A rapidly emerging PCB technology, separate from the ones above, is called printed electronics – typically very simple, very low cost, circuits that reduce electronic packaging expense to the level that electronic solutions can be developed to solve problems never considered before. They are often used in electronics for wearable applications, or disposable electronic devices – opening many opportunities for creative electrical designers.
Conventional PCB’s can be as simple as a single layer of circuitry or can go to fifty layers or more. They consist of electrical components and connectors linked via conductive circuits – usually copper, with the purpose of routing electrical signals and power within and between devices.

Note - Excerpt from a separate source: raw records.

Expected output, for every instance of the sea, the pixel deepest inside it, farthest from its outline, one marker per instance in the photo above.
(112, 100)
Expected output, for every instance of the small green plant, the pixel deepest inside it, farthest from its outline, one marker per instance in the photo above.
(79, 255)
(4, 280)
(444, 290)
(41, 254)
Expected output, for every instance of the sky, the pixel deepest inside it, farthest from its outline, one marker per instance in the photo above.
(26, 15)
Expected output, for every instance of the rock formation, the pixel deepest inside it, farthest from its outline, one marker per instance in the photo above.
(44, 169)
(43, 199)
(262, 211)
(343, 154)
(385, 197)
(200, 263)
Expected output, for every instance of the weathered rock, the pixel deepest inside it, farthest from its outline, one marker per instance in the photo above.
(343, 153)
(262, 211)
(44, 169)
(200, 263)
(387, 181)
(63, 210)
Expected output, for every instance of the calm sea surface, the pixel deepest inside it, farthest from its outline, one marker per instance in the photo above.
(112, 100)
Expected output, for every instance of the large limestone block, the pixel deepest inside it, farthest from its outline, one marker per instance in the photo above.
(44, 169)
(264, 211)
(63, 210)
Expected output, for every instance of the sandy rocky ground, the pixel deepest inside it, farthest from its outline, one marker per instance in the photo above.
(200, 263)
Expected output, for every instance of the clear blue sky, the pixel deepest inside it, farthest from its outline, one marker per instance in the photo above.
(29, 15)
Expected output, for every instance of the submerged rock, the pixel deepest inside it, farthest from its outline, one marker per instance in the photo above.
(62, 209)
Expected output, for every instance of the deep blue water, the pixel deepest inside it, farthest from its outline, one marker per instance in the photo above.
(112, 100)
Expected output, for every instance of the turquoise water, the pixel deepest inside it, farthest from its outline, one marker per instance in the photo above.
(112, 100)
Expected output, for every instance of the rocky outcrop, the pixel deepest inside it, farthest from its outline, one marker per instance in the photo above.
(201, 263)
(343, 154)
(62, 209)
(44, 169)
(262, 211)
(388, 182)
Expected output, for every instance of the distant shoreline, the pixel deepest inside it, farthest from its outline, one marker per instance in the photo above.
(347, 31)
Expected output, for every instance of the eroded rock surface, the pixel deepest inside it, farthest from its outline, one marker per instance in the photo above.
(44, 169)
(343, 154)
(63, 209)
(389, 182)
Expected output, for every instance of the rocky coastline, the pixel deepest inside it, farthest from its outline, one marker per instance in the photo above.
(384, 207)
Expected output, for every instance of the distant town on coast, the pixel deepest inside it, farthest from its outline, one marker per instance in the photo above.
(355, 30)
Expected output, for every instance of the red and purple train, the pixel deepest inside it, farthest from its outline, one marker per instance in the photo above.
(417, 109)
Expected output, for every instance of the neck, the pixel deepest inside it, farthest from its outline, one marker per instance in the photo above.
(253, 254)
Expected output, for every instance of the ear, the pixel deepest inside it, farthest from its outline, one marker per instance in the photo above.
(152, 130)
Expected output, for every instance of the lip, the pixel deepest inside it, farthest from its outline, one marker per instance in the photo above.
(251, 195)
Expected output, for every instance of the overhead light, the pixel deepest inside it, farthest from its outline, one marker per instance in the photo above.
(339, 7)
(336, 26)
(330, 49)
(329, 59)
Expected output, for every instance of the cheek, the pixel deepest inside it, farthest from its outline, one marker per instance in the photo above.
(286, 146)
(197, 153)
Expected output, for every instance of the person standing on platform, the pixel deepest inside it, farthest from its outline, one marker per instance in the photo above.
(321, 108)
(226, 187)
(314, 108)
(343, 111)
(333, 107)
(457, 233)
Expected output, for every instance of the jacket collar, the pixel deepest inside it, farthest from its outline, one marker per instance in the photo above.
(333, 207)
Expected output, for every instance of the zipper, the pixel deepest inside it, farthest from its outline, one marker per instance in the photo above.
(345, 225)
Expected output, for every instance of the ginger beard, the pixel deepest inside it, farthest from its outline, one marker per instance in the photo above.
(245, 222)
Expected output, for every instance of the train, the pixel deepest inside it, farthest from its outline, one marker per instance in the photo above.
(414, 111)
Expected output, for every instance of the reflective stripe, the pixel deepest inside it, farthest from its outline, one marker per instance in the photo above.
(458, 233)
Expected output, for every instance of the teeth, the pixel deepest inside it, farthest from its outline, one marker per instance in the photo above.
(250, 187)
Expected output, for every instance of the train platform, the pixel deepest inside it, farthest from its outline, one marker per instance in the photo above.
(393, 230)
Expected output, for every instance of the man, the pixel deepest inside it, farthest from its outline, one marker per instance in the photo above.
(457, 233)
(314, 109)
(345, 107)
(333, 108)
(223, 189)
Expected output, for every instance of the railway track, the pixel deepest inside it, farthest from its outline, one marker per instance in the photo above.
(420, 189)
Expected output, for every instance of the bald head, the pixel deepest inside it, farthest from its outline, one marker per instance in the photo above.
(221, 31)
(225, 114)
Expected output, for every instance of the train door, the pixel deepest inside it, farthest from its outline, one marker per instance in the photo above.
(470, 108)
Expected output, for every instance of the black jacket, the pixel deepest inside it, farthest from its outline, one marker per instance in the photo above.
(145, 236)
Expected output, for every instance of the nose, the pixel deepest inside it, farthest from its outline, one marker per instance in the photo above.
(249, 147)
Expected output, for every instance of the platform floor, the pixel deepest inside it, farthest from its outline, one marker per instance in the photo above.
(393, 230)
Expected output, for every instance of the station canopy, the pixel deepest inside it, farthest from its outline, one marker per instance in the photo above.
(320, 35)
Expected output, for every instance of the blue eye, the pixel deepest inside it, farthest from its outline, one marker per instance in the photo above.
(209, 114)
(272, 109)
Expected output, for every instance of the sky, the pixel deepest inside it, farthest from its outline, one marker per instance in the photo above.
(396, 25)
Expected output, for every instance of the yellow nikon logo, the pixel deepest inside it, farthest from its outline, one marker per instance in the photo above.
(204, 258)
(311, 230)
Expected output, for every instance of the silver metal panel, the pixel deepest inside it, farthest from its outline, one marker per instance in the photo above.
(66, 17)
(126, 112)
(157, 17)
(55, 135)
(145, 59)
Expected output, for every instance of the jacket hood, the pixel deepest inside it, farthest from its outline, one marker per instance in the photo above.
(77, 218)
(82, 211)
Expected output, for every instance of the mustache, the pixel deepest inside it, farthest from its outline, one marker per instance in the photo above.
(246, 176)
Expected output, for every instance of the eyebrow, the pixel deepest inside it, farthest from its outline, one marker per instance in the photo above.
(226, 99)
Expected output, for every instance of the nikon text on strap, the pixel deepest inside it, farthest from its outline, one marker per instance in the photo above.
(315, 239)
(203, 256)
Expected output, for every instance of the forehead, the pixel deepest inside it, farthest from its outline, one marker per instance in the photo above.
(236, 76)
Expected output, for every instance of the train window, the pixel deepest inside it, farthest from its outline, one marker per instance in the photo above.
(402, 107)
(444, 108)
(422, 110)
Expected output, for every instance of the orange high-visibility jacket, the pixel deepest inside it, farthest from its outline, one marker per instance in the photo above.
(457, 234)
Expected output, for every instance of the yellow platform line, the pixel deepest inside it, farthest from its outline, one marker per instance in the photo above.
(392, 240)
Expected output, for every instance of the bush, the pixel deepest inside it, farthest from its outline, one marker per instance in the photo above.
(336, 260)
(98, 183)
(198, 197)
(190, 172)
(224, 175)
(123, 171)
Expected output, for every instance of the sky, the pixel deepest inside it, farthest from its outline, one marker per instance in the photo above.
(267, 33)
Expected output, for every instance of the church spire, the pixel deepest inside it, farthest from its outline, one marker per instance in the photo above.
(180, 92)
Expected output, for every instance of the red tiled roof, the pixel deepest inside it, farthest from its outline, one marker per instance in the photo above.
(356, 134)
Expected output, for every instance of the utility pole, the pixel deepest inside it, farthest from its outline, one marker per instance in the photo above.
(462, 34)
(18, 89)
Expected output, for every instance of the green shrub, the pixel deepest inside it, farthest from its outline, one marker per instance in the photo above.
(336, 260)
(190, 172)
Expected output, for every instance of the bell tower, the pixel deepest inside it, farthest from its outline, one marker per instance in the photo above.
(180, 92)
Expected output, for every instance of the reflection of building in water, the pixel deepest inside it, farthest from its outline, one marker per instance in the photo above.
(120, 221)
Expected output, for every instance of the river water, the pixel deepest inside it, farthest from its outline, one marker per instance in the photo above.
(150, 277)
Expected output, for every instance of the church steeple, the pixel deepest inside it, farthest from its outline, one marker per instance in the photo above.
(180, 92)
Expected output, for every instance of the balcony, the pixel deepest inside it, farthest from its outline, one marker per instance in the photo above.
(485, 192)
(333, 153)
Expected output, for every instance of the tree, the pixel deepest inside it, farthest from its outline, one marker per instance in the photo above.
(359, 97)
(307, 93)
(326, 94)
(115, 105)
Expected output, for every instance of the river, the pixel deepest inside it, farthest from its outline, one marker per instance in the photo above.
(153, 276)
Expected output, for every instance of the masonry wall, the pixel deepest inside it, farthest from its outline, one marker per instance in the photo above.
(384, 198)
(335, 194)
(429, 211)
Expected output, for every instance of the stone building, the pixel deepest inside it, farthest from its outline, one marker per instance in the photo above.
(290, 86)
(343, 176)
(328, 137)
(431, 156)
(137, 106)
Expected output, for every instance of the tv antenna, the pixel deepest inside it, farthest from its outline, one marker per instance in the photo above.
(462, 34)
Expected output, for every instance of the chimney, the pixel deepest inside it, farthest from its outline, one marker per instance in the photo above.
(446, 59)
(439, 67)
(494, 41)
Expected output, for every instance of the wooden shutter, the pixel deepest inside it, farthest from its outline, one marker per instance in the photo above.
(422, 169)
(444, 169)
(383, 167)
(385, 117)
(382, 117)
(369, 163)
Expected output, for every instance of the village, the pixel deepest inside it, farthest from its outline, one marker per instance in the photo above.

Although all PCBs have the same fundamental objective, they are available in a wide range of designs and configurations to meet the needs of various applications. Some of the different types available on the market include:
Single sided rigid
Double sided rigid
Single layer flexible circuits
Double sided flexible circuits
Multi-layered flexible circuits
Rigid PCBs are constructed of a rigid fiberglass substrates, making them practical and inexpensive, but inflexible. They are easier and less expensive to manufacture than their more flexible counterparts but much less versatile and hard to fit into unusual geometries or small areas.
Flexible PCBs feature relatively good bending and folding capabilities to fit into confined and oddly shaped spaces. This quality makes them highly versatile and able to be used to package smaller electronic devices. Additionally, as they are highly adaptable, the product does not have to be built to fit around the PCB’s restrictions. Compared to rigid PCBs, they can offer greater resistance to heat.
Rigid-flex PCBs combine the most attractive qualities of both rigid and flexible PCBs. Unlike the other two types of circuit boards, these PCBs contain all of the electronic interconnectivity buried within the board, thereby reducing the board’s weight and overall size. They are an excellent choice when ultra-light packaging is a key requirement. Additionally, they are more durable and reliable while retaining great strength and flexibility.